Eko Yulianto, pelacak jejak tsunami purba dari Lembaga Ilmu Pengetahuan Indonesia mengatakan tidak ada catatan sejarah tentang tsunami besar di selatan Jawa.
"Yang tercatat tahun 1800-an dan 1921, tapi itu tsunami kecil, ada dua kali," kata Eko yang dihubungi Kompas.com melalui sambungan telepon, Jumat (15/2/2019).
Pria yang menjabat sebagai Kepala Pusat Penelitian Geoteknologi LIPI itu mengatakan, selama penelitian yang dilakukannya belum ditemukan tsunami yang lebih tua dan besar dari dua fenomena tersebut.
"Selain dua yang itu tadi, enggak ada catatan sejarah (tentang tsunami di selatan Jawa)," ungkapnya.
Eko mengatakan, di setiap zona subduksi yang ada di Indonesia kebanyakan memiliki riwayat tsunami besar. Misalnya di Maluku, utara Indonesia, dan lainnya.
"Biasanya kisah tentang tsunami besar di Indonesia itu menjadi mitos yang terus berkembang," ujarnya.
Berbicara tentang tsunami besar, Eko menjelaskan ini bukan persoalan ketinggian suatu tsunami. Akan tetapi berdasarkan kekuatan gempa.
"Kalau gempa raksasa atau great earthquake yang (kekuatannya) di atas 9,0," ungkap Eko.
Gempa dengan kekuatan lebih dari 9,0 menurutnya dapat memicu tsunami besar.
Geolog lulusan Institut Teknologi Bandung (ITB) mengatakan, karena daerah selatan Jawa merupakan kawasan zona subduksi, besar kemungkinan akan terjadi gempa-gempa berkekuatan besar yang bisa menimbulkan tsunami.
"Gempa dan tsunami pasti akan terjadi di selatan Jawa, tapi tidak dapat diprediksi kapan itu terjadi," ucapnya.
Hal yang perlu diingat, Indonesia dikelilingi oleh cincin api dan juga zona subduksi yang dapat memicu gempa bumi sewaktu-waktu, bahkan setiap hari selalu ada gempa di Indonesia.
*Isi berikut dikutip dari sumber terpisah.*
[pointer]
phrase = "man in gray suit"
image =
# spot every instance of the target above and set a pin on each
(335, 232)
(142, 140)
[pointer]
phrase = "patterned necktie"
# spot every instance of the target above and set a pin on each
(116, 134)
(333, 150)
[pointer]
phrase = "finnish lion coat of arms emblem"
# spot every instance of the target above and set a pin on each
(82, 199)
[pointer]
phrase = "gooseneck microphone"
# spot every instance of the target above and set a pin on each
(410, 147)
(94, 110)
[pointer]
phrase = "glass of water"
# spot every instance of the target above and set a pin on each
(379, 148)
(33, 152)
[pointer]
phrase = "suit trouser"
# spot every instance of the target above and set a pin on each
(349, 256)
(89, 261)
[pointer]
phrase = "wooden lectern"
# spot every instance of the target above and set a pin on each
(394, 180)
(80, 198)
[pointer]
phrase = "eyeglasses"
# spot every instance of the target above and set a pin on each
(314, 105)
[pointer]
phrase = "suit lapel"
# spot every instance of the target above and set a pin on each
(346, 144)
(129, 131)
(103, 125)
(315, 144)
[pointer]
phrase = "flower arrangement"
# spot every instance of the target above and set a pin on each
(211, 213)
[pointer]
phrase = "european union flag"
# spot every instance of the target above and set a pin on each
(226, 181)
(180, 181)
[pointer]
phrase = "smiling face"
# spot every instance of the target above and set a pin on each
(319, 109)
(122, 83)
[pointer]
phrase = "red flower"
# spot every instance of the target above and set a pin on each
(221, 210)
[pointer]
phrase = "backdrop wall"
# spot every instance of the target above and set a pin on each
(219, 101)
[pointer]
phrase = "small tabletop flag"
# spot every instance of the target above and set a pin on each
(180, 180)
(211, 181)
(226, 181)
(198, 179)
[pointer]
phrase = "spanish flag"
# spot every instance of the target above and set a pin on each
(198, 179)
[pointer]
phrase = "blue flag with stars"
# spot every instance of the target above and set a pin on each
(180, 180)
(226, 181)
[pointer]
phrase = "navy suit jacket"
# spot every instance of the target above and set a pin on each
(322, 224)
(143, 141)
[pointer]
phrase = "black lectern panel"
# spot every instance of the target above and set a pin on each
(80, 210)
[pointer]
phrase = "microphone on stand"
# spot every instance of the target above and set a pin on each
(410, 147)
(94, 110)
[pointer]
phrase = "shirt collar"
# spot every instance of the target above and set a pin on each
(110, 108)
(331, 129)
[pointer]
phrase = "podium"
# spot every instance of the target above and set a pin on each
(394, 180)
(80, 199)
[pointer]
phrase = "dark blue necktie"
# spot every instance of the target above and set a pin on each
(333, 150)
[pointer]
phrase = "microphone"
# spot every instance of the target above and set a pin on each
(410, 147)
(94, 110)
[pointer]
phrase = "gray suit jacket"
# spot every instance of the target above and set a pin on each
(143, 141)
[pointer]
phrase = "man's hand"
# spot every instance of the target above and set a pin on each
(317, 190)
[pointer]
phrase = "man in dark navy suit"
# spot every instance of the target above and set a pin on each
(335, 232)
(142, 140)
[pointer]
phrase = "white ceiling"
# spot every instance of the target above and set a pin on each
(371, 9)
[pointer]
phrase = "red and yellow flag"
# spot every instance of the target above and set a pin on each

Zona subduksi di Indonesia mulai dari pantai barat Sumatera ke selatan Jawa, kemudian ke Nusa Tenggara, belok ke wilayah Maluku, barat Sulawesi, sampai utara Papua.
"Karena Indonesia ada di zona subduksi, meskipun dalam catatan sejarah selama ini tidak tercatat tsunami, apalagi tsunami besar yang dipicu gempa raksasa, tapi kemungkinan dulunya pernah terjadi dan akan terjadi lagi," ungkap Eko.
"Hanya persoalannya, karena dokumen sejarahnya tidak ada kemudian penelitian geologi dan sebagainya belum pernah dilakukan, sehingga kita tidak mendapatkan informasi yang terkait dengan gempa dan tsunami besar, misalnya," tutup Eko.